= Bay Staters for Natural Medicine =

Bay Staters for Natural Medicine is a Massachusetts-based, grassroots community group that educates people on the safe, spiritual use of psychedelics and the public health consequences of the so-called "war on drugs." The group hosts community events across the Northeastern U.S., including forages for all kinds of mushrooms, classes on growing mushrooms, socials to learn about alternative medicine, breath workshops, and parties. This community organizing grew out of local advocacy efforts to pass measures in cities where its now thousands of volunteers live across the region.

== History ==

In January 2021, Bay Staters for Natural Medicine, with the support of around fifty local volunteers, achieved its first success in helping the City of Somerville decriminalize possession of all controlled substances, including growing and distribution of psychedelic fungi and plants. The inclusion of decriminalization for all controlled substances was a strong departure from other measures passed around the country: particularly those led by Decriminalize Nature, which at the time opposed broader decriminalization reform

In February 2021, after a similar collaboration between Bay Staters and local groups, the City of Cambridge adopted a similar resolution, led by City Councilor Jivan Sobrinho-Wheeler.

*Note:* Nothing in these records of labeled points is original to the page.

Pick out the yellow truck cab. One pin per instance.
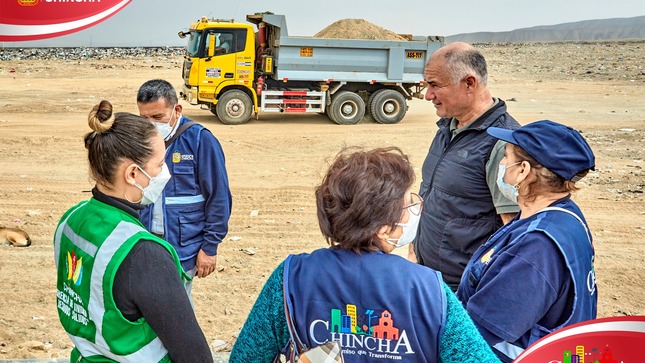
(236, 71)
(220, 57)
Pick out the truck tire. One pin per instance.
(387, 106)
(234, 108)
(347, 108)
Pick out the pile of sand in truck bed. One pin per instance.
(357, 29)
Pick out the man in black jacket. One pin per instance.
(463, 203)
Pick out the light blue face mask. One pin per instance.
(507, 190)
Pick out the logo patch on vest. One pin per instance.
(372, 334)
(177, 157)
(74, 268)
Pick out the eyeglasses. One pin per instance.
(416, 206)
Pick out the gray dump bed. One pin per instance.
(347, 60)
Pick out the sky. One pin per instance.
(140, 24)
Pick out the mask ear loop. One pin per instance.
(517, 185)
(125, 195)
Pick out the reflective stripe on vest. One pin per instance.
(571, 213)
(184, 200)
(153, 351)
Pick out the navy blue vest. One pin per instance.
(380, 307)
(184, 219)
(459, 214)
(565, 226)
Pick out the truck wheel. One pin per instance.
(234, 108)
(347, 108)
(387, 106)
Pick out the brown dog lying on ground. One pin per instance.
(15, 237)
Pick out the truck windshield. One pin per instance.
(193, 44)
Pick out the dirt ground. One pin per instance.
(275, 162)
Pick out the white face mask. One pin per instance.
(164, 128)
(154, 189)
(409, 231)
(507, 190)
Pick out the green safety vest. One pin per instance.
(91, 241)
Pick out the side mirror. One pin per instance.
(211, 46)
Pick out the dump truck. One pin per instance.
(236, 70)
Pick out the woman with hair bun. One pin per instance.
(120, 290)
(377, 306)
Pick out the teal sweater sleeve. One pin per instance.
(461, 341)
(265, 331)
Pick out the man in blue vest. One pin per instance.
(464, 204)
(193, 212)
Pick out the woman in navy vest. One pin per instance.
(378, 306)
(538, 269)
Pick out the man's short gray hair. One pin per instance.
(461, 63)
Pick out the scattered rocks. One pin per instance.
(83, 53)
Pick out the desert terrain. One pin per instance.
(275, 162)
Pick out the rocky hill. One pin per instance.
(603, 29)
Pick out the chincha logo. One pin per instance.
(374, 335)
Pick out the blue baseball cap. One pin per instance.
(557, 147)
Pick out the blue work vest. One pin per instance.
(459, 214)
(182, 199)
(568, 230)
(380, 307)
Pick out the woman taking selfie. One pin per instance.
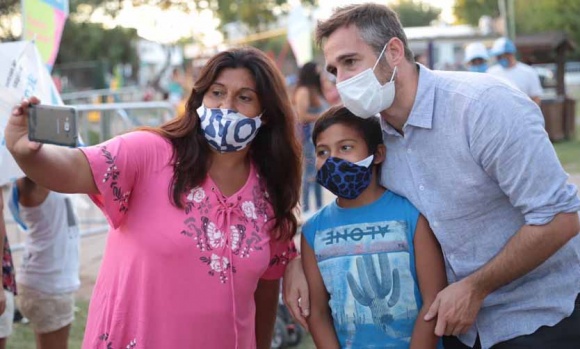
(201, 211)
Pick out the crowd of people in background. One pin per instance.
(439, 235)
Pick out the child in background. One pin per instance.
(372, 263)
(49, 274)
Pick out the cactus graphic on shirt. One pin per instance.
(374, 289)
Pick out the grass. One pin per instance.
(23, 337)
(569, 151)
(569, 154)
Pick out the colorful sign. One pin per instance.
(23, 74)
(43, 21)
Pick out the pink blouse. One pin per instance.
(176, 278)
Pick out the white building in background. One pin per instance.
(153, 58)
(447, 43)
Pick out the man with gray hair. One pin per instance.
(474, 158)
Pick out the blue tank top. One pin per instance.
(367, 260)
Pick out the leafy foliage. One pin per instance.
(469, 11)
(414, 13)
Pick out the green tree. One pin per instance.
(415, 13)
(470, 11)
(549, 15)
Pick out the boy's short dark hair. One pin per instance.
(369, 129)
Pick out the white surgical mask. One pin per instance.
(363, 94)
(227, 130)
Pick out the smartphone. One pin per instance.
(53, 124)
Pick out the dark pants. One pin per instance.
(563, 335)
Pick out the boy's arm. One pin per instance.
(320, 320)
(432, 279)
(266, 298)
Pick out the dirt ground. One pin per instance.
(92, 246)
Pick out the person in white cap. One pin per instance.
(476, 57)
(524, 77)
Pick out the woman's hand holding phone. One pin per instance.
(16, 132)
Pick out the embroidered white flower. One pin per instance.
(215, 237)
(218, 263)
(196, 194)
(235, 237)
(249, 209)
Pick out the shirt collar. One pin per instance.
(423, 107)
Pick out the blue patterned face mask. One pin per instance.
(345, 179)
(227, 130)
(504, 62)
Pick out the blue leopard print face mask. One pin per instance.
(345, 179)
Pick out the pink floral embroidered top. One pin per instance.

In March 2021, after being contacted by members of Bay Staters, Northampton Massachusetts City Councilors Rachel Maiore (Ward 7) and William Dwight (At Large) co-sponsored a similar resolution supporting the decriminalization of the use and possession all of controlled substances, specifically highlighting the benefits psychedelics can have for mental health and addiction challenges. This measure was unanimously approved on April 2, 2021.

In October 2021, the City of Easthampton became the fourth city in Massachusetts to decriminalize psychedelics with the leadership and organizing of Bay Staters for Natural Medicine.